Vartinis Davasının zaman aşımı gerekçesiyle düşürülmesine hukukçular tepki gösterirken Aysel Öğüt ise, ‘İki saat içinde ailem yok oldu. Devlete hakkımı helal etmiyorum’ dedi.
Mûş’un Til (Korkut) ilçesine bağlı Vartinis (Altınova) beldesinde 3 Ekim 1993 tarihinde evleri askerlerce ateşe verilen aynı aileden 9 kişinin yakılarak katledilmesiyle ilgili Kırıkkale 1’inci Ağır Ceza Mahkemesi’nde görülen davanın, zaman aşımı gerekçesiyle düşürülmesi protesto edildi.
Duruşmanın ardından Kırıkkale Adliyesi önünde yapılan açıklamaya, katliamdan sağ kurtulan tek kişi olan Aysel Öğüt ile eşi Abdullah Öğüt, Halkların Eşitlik ve Demokratik Partisi (HEDEP) Mûş Milletvekili Sümeyye Boz, partinin Hukuk ve İnsan Hakları Komisyonu Eşsözcüsü Nuray Özdoğan, İnsan Hakları Derneği (İHD) MYK üyesi Nuray Çevirmen, Hafıza Merkezi temsilcileri, dosya avukatlarından Mûş Barosu Başkanı Kadir Karaçelik, Wan Barosu Başkanı Sinan Özaraz ile Ankara Barosu ve Özgürlük için Hukukçular Derneği (ÖHD) üyeleri katıldı.
10 yıldır adalet aradık
Açıklama yapan Mûş Baro Başkanı Kadir Karaçelik, 2013 yılında bir dava açıldığını ama son 10 yıllık süreçte Kırıkkale’ye sürgün edildiğini belirterek, “10 yıldır bu şehrin adliyesinde adalet aradık ama yeni bir karar verildi. Dosyada zaman aşımı gerekçesiyle düşme kararı verildi. Etkin bir arama gerçekleştirilemedi. Şahıs bulunamadı, cezasızlık kültürü bir politikaya dönüştürüldü” dedi.
Bu bir insanlık suçudur
Wan Baro Başkanı Sinan Özaraz ise, Vartinis’in Kürt olduğunu ve siyasi saiklerle bir evde katledilen 7 kişilik yaşamından ettiklerini ifade ederek, “Bu bir insanlık suçudur. İnsanlık suçu zaman aşımına tabi değildir. Zaman aşımına tabi olan bir dosya, düşürülerek cezasızlık politikasına maruz kaldı” diye konuştu.

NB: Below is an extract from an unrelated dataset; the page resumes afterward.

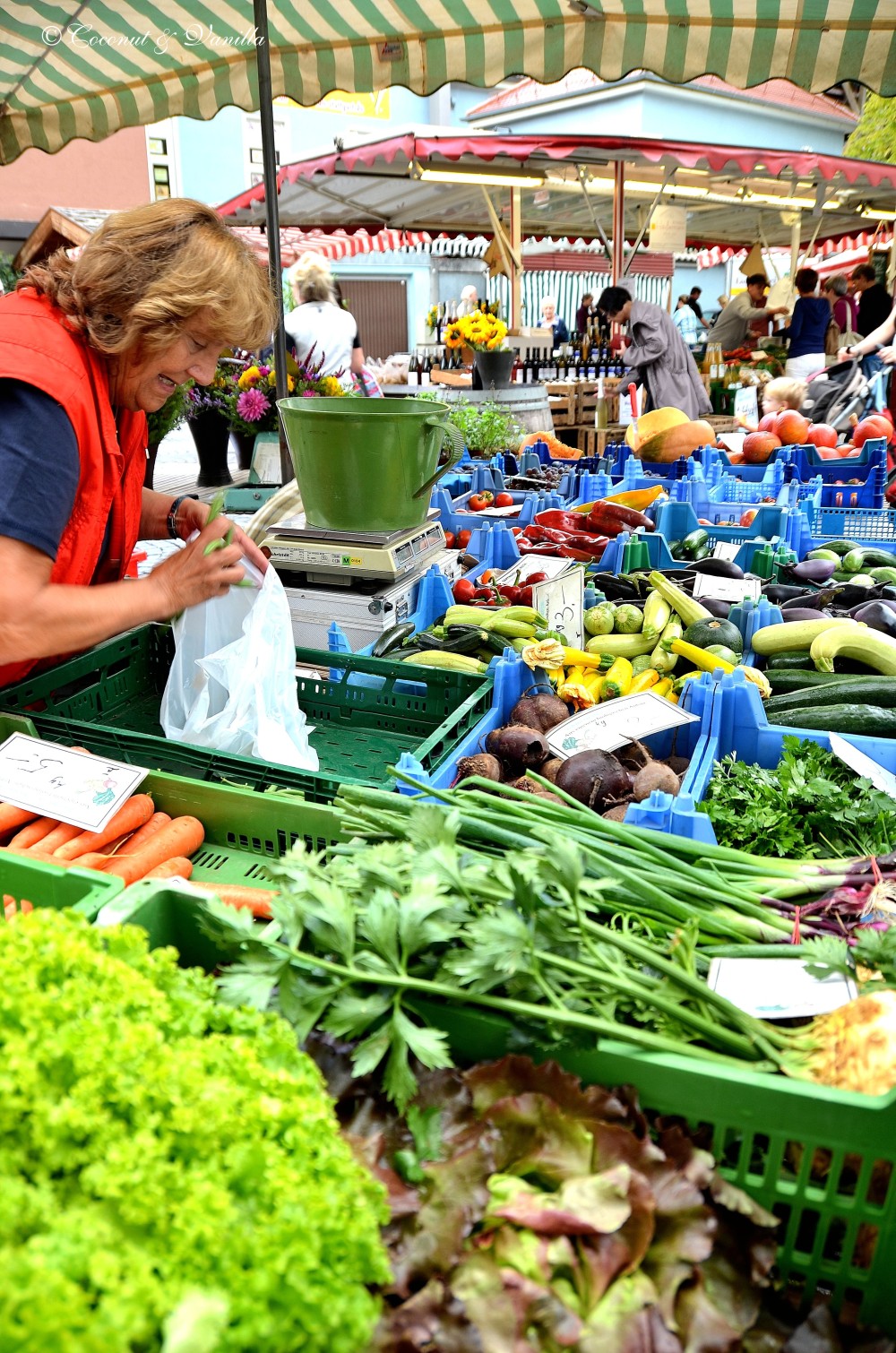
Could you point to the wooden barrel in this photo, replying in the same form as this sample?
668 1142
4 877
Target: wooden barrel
528 403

İki saat içinde ailem yok oldu
Duruşma sonrası JINNEWS’e kısa bir konuşma yapan katliamdan sağ olarak tek kurtulan Aysel Ögüt, kararı haksızlık olarak değerlendirdi.
“Ben bugün ölü gibiyim” sözleriyle karara tepki gösteren Öğüt, “O kadar umutluydum ki adaletli bir karar çıkar diye düşündüm. Ama olmadı, yine ben üzüldüm. Allah’ın adaletine güveniyorum, o kadar uğraştım, dindim, bugün buraya bile depresyon ilacı alarak geldim. Ben hakkımı devlete helal etmiyorum, ailemi katleden katili serbest bıraktılar. Ben bu kararı verenleri Allah’a havale ediyorum. O gün köyde tek bir çatışma yoktu, köyde panzer ve askerler vardı. Bülent Karaoğlu’nun kararıyla katliamı yaptılar. İki saat içinde ailem yok oldu” sözlerini kullandı.